17Nul besoin de poursuivre ce digest ni d’évoquer d’autres travaux – liant l’analyse du rituel à la vie psychique (Juillerat, 2001) ou à d’autres aspects de la vie sociale (Iteanu, 2004) –, pour qu’apparaisse le caractère uni-causal des recherches contemporaines et leurs divergences profondes : sur l’ordre immuable (ou non) des séquences, la place des êtres surnaturels, le rôle des émotions, le type de rites auxquels se limite leur théorie, etc. Tous reprennent en revanche une distinction entre actes techniques et rituels sur laquelle il y a lieu de s’attarder.

L’opposition entre rite et technique : une fausse évidence

18Développant une position déjà exposée par Leach ou Lévi-Strauss [3], nombre d’auteurs caractérisent le rituel par l’absence (ou l’opacité) d’un lien de causalité matérielle entre les opérations qui se succèdent (Boyer, 2001, p 230 ; Rappaport, 1979, p. 192), c’est-à-dire par un défaut de « motivation technique » ou de relation intuitive entre les moyens et les fins (Sperber, 1974 ; Whitehouse, 2002b, p. 95). Humphrey et Laidlaw (1994, p. 2) ont ainsi mis au centre de leur théorie de l’« archetypal action of ritual » la « rupture du lien, présent dans les activités quotidiennes, entre le sens intentionnel de l’agent [ce qu’il vise à faire] et l’identité de l’acte qu’il ou elle réalise ». Un pilote de ligne venu de la RAF réalise ainsi une « visite prévol » de son Jumbo Jet, alors même qu’il ne peut plus en secouer les ailes ou la dérive gigantesques. De plus, cette inspection dépasse ses compétences, car elle revient aux mécaniciens. Pour Humphrey et Laidlaw (1994, p. 158), il effectue ces actes inutiles par « stipulation » : dans l’armée, il devait agir ainsi ; dans le civil, son acte est devenu non-technique, ritualisé.

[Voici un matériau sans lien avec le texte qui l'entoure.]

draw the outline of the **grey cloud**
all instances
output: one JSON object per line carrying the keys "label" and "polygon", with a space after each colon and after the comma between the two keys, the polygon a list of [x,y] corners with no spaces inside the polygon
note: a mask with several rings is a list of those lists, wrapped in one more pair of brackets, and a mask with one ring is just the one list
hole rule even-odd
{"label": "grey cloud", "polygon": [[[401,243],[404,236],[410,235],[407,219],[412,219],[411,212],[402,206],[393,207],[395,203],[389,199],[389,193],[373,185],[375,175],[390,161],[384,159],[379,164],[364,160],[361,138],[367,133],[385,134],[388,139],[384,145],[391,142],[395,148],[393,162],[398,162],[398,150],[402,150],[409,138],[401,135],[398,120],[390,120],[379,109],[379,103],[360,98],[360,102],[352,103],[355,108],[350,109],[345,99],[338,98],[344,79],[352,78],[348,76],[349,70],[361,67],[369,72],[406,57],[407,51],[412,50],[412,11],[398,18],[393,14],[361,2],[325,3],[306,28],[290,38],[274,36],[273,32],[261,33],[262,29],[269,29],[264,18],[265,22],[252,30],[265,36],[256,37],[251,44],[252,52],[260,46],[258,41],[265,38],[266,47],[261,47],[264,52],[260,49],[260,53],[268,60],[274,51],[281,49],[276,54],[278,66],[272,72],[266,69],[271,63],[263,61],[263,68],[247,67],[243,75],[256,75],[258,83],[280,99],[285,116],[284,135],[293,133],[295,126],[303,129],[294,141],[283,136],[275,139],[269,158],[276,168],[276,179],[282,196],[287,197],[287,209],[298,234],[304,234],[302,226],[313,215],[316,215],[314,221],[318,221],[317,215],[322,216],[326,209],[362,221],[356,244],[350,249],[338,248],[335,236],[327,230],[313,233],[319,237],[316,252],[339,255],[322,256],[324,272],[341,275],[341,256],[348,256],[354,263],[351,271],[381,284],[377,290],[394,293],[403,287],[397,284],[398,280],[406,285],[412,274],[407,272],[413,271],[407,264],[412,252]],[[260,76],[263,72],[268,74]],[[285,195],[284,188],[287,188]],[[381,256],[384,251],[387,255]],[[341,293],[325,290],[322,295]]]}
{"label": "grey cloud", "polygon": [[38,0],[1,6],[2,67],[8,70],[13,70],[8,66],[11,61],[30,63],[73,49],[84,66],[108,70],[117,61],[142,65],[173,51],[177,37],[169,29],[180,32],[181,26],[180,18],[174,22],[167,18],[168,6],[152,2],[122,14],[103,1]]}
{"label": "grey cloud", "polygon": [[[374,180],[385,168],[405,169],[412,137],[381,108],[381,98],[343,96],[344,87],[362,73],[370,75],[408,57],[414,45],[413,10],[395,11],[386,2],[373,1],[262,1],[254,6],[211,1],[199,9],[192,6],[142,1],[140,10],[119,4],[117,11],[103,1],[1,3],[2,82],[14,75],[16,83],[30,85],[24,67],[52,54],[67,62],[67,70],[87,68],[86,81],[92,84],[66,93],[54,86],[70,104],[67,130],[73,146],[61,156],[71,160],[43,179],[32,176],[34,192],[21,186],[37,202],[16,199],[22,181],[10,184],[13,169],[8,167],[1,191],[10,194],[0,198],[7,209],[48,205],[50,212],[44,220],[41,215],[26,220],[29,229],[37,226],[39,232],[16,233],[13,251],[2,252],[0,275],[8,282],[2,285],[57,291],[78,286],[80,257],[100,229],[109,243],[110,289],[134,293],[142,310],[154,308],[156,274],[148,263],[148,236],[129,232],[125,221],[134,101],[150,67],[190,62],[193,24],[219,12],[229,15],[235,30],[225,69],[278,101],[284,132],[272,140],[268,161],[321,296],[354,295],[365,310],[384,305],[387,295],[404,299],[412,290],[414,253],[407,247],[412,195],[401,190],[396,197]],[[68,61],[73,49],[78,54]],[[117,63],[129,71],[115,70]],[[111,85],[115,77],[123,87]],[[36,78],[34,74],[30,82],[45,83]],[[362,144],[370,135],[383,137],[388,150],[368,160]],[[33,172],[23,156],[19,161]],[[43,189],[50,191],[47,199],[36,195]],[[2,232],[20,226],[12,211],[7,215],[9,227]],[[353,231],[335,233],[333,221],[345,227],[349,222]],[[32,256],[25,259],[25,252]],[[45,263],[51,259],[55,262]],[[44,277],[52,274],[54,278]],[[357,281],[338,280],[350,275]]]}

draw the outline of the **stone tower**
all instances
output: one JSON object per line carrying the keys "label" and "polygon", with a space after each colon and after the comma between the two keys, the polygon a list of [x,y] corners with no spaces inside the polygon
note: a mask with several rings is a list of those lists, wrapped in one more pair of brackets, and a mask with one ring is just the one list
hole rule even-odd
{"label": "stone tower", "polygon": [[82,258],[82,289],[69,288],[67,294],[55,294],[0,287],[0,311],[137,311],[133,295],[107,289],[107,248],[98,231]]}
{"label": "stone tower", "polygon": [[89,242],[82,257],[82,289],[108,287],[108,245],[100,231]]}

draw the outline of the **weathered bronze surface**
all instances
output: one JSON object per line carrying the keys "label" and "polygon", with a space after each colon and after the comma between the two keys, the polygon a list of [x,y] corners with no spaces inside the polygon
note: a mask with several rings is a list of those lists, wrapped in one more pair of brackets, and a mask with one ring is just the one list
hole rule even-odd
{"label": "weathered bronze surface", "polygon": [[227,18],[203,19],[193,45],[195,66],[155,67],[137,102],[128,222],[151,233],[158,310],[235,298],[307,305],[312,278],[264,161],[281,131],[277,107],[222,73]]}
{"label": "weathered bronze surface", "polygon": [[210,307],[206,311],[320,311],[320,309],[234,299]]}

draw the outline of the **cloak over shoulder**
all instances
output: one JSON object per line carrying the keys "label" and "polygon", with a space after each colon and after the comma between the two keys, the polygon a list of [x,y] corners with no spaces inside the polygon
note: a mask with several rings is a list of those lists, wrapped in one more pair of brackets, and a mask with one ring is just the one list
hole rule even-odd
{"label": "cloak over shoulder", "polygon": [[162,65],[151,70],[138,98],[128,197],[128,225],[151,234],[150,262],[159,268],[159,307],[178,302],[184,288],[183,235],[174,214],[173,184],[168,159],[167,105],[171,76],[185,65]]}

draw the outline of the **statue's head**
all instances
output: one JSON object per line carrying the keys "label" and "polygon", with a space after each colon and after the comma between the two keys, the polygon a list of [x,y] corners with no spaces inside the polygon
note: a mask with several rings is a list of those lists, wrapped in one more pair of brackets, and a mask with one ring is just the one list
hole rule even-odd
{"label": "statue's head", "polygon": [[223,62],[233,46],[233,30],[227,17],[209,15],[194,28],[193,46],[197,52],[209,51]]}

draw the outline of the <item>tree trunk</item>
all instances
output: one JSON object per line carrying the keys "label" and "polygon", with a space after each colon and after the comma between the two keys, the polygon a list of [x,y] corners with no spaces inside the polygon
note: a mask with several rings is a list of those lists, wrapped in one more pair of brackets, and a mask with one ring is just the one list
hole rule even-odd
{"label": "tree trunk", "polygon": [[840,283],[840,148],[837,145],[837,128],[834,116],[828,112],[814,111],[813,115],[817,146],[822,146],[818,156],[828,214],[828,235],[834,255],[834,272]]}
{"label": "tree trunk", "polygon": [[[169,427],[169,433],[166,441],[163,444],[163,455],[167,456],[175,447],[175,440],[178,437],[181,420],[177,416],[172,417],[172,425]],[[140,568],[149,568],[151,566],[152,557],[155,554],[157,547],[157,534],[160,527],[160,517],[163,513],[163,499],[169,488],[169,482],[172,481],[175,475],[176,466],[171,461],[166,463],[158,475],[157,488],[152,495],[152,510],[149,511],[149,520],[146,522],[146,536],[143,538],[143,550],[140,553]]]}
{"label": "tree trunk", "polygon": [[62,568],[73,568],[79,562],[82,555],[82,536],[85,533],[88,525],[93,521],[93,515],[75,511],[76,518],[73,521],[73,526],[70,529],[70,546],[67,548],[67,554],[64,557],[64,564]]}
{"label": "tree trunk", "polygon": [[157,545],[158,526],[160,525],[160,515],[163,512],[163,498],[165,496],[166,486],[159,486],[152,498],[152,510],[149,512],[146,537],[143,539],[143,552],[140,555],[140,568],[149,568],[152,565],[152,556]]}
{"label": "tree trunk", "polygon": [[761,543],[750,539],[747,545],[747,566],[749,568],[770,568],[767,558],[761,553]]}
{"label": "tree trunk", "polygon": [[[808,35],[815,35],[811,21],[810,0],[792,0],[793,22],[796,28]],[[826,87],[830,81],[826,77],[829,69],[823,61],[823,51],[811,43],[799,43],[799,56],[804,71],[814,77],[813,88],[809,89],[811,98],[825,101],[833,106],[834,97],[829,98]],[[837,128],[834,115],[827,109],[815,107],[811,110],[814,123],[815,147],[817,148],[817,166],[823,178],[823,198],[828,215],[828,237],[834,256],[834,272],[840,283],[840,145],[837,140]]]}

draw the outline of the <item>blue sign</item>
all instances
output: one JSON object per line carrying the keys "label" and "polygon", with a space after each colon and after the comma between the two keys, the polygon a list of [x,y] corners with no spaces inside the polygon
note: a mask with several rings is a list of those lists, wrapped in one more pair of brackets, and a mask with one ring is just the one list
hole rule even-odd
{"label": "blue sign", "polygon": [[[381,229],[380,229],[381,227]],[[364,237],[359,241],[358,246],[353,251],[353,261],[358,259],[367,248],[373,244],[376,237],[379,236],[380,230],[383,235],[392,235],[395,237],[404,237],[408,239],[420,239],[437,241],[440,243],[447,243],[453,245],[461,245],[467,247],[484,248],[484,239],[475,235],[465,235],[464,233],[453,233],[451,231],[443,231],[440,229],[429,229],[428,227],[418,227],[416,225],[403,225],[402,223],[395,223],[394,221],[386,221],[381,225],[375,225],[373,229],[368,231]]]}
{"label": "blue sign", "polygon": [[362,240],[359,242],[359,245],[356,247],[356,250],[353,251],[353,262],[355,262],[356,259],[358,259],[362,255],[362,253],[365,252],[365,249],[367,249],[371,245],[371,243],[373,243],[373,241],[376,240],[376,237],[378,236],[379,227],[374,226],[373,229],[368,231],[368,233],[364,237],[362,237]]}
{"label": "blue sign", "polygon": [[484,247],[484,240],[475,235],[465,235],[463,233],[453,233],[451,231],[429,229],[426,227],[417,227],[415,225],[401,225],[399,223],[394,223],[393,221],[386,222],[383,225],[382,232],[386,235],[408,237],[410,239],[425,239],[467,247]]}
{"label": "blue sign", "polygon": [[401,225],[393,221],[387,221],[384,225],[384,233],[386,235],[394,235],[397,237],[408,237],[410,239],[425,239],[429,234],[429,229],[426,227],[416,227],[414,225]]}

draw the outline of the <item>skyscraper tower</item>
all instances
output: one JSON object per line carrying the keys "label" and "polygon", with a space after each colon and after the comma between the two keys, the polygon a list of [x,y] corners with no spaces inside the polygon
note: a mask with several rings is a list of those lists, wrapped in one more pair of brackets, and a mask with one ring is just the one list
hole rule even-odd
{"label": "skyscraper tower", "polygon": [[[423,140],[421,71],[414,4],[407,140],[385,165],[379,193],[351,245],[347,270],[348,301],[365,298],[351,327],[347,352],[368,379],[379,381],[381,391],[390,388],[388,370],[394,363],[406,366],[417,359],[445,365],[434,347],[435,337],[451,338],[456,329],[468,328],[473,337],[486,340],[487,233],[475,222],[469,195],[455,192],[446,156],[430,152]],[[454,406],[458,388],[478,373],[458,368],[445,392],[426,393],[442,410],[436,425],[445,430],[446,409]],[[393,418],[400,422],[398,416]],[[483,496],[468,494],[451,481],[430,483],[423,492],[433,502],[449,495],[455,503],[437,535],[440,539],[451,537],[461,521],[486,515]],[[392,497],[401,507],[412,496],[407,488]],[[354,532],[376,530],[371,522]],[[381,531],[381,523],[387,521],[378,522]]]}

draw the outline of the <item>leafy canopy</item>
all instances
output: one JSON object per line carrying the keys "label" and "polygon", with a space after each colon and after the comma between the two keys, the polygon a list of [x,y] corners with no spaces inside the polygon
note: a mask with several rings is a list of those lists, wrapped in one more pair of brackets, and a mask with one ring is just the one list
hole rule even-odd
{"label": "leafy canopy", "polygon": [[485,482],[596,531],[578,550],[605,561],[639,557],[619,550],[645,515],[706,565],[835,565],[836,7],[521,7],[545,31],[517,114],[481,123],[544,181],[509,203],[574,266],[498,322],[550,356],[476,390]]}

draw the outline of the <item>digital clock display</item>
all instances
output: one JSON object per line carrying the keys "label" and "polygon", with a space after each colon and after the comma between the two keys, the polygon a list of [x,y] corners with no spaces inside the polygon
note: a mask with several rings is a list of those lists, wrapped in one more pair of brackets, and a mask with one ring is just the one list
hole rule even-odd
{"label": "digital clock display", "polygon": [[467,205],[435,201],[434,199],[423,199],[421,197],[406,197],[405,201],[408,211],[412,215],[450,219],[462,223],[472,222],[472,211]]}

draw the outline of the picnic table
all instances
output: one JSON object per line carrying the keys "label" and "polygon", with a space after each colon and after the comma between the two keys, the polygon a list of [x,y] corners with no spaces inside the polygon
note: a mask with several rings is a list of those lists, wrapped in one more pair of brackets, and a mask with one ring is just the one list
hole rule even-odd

19Définir le rituel par rapport à la technique implique logiquement d’avoir une définition de la technique. Ceux qui reprennent celle de Humphrey et Laidlaw imaginent qu’il existe quelque chose comme des actes purement techniques, effectués uniquement pour, ou n’ayant que, des effets matériels, mais il suffit de prendre connaissance de cinquante ans de technologie culturelle, des travaux de sociologie de l’innovation et d’une décennie de « material culture studies » pour réaliser qu’il n’en est rien [4]. Nos actions techniques ont bien d’autres effets que de transformer des matières et elles ne manquent pas d’effets non-intentionnels. Dans la manière dont un Baruya de Nouvelle-Guinée réalise une barrière de jardin, il y a un engagement et une façon de fabriquer (du surdimensionné) qui vont au-delà de l’acte technique « construire une barrière ». En plantant des pieux et nouant des lianes, on produit de bonnes relations avec les beaux-frères ou les co-initiés présents, ainsi qu’une démonstration de la force collective des hommes sous les yeux des femmes. Dira-t-on que cette technique est ritualisée parce qu’il y est question de mariage, d’initiation ou de rapports hommes/femmes ? Comment alors distinguer cette ritualisation de la banale production de lien social via des actes techniques ?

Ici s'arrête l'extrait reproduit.